A reposição do horário semanal das 35 horas na função pública vai ser discutida a 13 de janeiro. Sindicatos dão parecer positivo.

Promessa de campanha do PS e de todos os partidos à sua esquerda, a redução do horário de trabalho da função pública está mais próxima de se tornar realidade. Dois diplomas com esse objetivo - um do PCP e outro dos Verdes - vão ser discutidos na generalidade na segunda semana de janeiro.

Os diplomas recolheram os pareceres favoráveis das estruturas sindicais, nomeadamente, da Frente Comum e do Sindicato dos Quadros Técnicos do Estado e Entidades com Fins Públicos (STE).

No documento que remeteu para a Comissão Parlamentar de Trabalho e Segurança Social o STE, liderado por Helena Rodrigues, salienta que a subida das 35 para as 40 horas - conduzida pelo primeiro governo de Passos Coelho - viola o direito à justa e retribuição e à não redução de salários, uma vez que o aumento da carga laboral foi feito sem qualquer compensação remuneratória.

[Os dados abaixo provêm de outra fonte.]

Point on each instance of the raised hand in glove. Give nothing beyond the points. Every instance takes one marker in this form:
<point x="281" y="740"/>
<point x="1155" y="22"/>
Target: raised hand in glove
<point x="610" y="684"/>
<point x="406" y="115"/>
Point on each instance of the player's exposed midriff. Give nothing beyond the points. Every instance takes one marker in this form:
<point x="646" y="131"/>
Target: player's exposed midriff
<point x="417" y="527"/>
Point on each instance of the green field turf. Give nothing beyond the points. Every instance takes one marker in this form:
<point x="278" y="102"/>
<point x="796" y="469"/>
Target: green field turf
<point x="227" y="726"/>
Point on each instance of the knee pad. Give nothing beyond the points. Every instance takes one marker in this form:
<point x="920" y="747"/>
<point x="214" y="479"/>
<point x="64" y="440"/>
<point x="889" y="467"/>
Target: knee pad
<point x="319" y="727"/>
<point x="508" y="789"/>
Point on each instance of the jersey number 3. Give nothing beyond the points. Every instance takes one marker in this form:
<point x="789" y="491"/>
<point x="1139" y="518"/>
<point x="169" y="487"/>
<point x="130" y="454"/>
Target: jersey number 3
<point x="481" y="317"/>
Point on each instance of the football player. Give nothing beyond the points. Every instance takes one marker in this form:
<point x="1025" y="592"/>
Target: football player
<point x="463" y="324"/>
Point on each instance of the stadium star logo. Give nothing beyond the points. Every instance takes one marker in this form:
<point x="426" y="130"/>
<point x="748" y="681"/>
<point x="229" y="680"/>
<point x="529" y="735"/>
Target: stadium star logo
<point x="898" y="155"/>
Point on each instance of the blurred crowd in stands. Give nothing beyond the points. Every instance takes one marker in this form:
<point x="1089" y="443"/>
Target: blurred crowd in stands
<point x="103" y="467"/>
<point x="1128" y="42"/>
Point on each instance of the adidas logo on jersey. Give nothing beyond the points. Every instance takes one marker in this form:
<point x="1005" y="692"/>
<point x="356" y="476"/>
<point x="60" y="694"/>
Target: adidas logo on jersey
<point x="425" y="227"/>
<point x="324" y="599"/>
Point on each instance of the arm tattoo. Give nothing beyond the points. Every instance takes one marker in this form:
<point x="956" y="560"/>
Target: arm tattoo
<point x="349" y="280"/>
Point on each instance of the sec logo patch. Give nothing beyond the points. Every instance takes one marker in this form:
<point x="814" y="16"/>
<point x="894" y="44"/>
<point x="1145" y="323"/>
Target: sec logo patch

Para o STE, o regime que ainda vigora veio criar a existência de dois períodos de duração de trabalho na administração pública, já que na administração local foi permitida a negociação e publicação de acordos coletivos com vista às 35 horas, enquanto na administração central esse tipo de acordos foram travados.

E mesmo no que diz respeito às autarquias, sublinha o STE, o governo além de numa primeira fase ter tentado travar a publicação dos acordos, exerceu "pressão para que em troca da diminuição do período normal de trabalho, fosse introduzidos os regimes de adaptabilidade e banco de horas, sem regra nem medida".

A Frente Comum (afeta à CGTP), liderada por Ana Avoila, entregou também no Parlamento pareceres favoráveis às iniciativas legislativas apresentadas pelos Verdes e pelo PCP. A estrutura sindical reconhece que os diplomas têm algumas diferenças mas que, no essencial, "resolvem o problema das 35 horas".

No seu programa o governo inscreveu a reposição do regime das 35 horas fazendo depender esta medida do não aumento dos custos globais com pessoal.